Syrian refugee surge in Serbia seeking asylum, many coming to Greece first

One thousand miles separate Syria and Serbia, but the desperation to flee their war-torn country is driving thousands of refugees from Syria, as well as some from Afghanistan and other countries to make the long and dangerous journey.

Their trek is a combination of boats, buses, trains, and walking.

Many land in Greece first. From there, they head north on foot, walking hundreds of miles through the Balkans to the European Union. In the past six months, more than 37,000 refugees have endured rough terrain, temperatures hovering near 100 degrees, a lack of food and water, and violent attacks from predatory gangs along the way to reach Serbia.

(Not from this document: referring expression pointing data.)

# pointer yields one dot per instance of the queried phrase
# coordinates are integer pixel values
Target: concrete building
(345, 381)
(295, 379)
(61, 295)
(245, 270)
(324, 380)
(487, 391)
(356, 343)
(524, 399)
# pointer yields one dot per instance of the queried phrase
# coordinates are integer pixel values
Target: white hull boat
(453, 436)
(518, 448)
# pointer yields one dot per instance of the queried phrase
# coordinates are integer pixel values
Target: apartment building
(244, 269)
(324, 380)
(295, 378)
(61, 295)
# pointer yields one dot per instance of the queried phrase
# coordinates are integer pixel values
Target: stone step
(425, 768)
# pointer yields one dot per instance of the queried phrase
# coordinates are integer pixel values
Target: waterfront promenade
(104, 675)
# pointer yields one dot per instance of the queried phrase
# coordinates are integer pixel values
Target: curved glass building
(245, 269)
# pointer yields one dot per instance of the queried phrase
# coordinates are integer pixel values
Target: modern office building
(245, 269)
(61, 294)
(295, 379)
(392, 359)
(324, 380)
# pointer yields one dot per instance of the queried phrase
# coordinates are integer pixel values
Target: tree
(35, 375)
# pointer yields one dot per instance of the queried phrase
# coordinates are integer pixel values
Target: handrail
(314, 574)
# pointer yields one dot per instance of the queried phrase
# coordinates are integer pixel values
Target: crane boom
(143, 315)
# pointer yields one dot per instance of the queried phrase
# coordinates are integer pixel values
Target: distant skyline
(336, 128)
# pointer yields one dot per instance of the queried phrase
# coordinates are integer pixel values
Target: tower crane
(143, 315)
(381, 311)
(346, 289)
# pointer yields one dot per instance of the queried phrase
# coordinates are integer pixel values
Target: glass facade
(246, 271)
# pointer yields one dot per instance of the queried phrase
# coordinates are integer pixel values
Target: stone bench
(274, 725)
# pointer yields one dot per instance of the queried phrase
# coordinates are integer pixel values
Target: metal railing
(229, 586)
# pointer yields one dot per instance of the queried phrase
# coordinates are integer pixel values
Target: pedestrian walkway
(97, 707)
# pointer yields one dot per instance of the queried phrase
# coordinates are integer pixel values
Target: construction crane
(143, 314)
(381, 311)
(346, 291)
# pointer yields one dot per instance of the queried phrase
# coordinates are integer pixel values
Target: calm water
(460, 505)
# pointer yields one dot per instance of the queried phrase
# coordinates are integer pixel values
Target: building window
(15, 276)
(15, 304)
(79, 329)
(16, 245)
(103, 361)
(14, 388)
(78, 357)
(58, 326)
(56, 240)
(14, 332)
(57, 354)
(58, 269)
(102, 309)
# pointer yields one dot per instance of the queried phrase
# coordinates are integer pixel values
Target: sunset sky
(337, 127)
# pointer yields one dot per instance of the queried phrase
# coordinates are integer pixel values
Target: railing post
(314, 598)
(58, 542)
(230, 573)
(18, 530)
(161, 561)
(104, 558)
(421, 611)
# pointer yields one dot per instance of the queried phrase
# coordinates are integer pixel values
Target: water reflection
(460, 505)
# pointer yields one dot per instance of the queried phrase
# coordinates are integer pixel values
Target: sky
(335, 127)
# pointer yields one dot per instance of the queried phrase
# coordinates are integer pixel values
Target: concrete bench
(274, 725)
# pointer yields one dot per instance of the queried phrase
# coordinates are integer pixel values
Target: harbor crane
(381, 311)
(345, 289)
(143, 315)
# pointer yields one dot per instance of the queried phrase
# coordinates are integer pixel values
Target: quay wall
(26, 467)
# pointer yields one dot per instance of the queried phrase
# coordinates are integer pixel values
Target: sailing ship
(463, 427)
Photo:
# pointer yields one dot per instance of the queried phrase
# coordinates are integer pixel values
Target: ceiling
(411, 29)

According to the United Nations High Commissioner for Refugees, Serbia is receiving by far the largest percentage of refugees seeking international protection in southeastern Europe. The refugees are using the route through Serbia to reach their desired final destination of Western Europe. Now Serbian authorities face an emerging crisis as they struggle to care for the growing masses of exhausted, hungry, and injured refugees making the arduous journey to hoped-for asylum.

ACT member, International Orthodox Christian Charities (IOCC), from its office in Belgrade, is on the ground responding to the urgent needs of the Syrian refugees in southern Serbia with food assistance and logistical support. Working in cooperation with the Serbian Orthodox Church and the Red Cross of Serbia, IOCC is providing support for more than 3,500 meals per day for refugees and local people in need from the towns of Bujanovac and Preševo.

In Greece, IOCC is also extending relief to the refugees as they land on the island of Chios, providing access to improved shower and sanitation facilities and distributing hygiene kits so that they can take care of their personal hygiene in privacy and with dignity.